# Budgies and music



## ZeroIowa (Jul 10, 2019)

Just curious, does anyone else find that their budgie likes the kind of music you listen to (assuming you've listened to it around them a lot) more than other genres?

I listen to metal music and I've noticed that my Charlie is a lot more vocal and active whenever I have that on compared to when he's in the main room with the regular radio playing chart music. He still responds to it, but he tends to just sit quietly chatting rather than getting all excited, like he does with metal. That might just be because metal is louder and aggressive and he enjoys those kinds of sounds because he makes them when he's playing.
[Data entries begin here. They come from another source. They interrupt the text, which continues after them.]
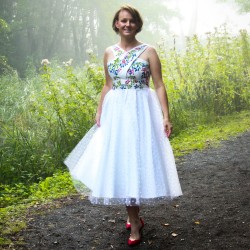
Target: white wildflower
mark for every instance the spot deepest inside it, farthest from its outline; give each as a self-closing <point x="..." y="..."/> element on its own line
<point x="89" y="51"/>
<point x="68" y="63"/>
<point x="45" y="62"/>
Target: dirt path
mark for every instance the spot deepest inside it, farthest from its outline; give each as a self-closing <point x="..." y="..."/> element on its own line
<point x="213" y="213"/>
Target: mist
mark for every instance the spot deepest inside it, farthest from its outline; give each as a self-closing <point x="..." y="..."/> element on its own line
<point x="63" y="30"/>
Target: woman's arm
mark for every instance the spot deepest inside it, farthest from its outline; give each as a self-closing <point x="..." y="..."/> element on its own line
<point x="155" y="68"/>
<point x="107" y="86"/>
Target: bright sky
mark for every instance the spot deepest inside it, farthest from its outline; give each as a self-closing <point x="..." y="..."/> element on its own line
<point x="210" y="14"/>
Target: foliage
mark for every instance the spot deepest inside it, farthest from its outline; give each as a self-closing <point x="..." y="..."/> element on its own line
<point x="44" y="193"/>
<point x="64" y="29"/>
<point x="43" y="117"/>
<point x="209" y="80"/>
<point x="203" y="136"/>
<point x="41" y="125"/>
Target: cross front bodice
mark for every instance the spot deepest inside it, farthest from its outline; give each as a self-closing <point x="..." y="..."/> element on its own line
<point x="128" y="70"/>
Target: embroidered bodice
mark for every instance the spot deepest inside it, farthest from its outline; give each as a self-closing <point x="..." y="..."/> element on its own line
<point x="127" y="70"/>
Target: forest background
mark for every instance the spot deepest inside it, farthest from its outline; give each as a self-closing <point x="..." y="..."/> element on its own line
<point x="51" y="75"/>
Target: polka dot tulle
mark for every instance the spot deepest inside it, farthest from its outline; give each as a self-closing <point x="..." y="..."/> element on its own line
<point x="128" y="159"/>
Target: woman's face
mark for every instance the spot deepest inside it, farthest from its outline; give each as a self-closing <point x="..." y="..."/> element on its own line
<point x="126" y="24"/>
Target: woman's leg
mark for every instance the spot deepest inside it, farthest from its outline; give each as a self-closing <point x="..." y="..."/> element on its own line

What do you think, do budgies have a discernible music taste?


----------



## justmoira (Aug 29, 2014)

My Sweetie loves fast fun dance-y music, cheerful sounding tunes. And the vacuum cleaner, haha!


----------



## ZeroIowa (Jul 10, 2019)

Oh yeah Charlie loves the vacuum cleaner too! I think he even does the sound, occasionally he'll go "VVVVVRRRRRRRR" for about 2 seconds and I'm sure that's what he's copying.


----------



## JuneBird (Jan 5, 2021)

June loves music. Songs with a nice frequently repeating melody get him very excited and sometimes he sings along in his little bird voice. The vacuum makes him happy too. If I want to calm him down I play Mozart for him. He will slowly tweet himself to sleep.💗🦜


----------



## ZeroIowa (Jul 10, 2019)

Yeah Charlie likes piano music. I usually put it on if he's stressed out or anything.


----------